Pastry for one-crust, 9-inch pie
Enough apples to fill up the pie shell
1 cup brown sugar
3 tbsp. butter
1/3 cup flour
2/3 cup cream—sweet, sour, or turning
¾ tsp. cinnamon
Mix butter, sugar and flour into crumbs. Sprinkle half in the bottom of the shell. Peel and core the apples, cut them in schnitz and arrange them on top of the crumbs. Mix half the remaining crumbs with the cream and pour the mixture over the apples. Finally, mix the cinnamon with the rest of the crumbs and sprinkle these over the top. Bake at 425 degrees for 10 minutes, then at 350 degrees for about half an hour. WOW!
I met Edna Staebler once or twice at book signings, but it wasn’t until 2002 that I wrote to let her know how much her cookbooks had meant to me. I was delighted when she wrote back, in a note that sounded like she was still very much herself—“at almost 97.”

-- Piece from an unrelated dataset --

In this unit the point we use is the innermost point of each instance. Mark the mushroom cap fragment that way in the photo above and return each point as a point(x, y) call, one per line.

“3:44 a.m., Nov. 22. Thanks for your wonderful letter about my Schmecks books—it is so enthusiastic and well expressed. Twelve hours ago I had a molar extracted, it is very painful and I can’t sleep—your mention of hingle potpie and all the other things you enjoy makes me hungry. I’ll be sipping nothing but soup for awhile—Fortunately I have friends who kindly bring me some they have made & frozen.
“Keep eating well as long as you can. At almost 97 I must be more cautious—but I’m lucky and [grateful?], & will eat heartily when the tooth heals.
“Sorry to tell you all this.
I just read your letter over again, it makes me feel better to think of all those good things to eat. Maybe in a few days----Edna Staebler.”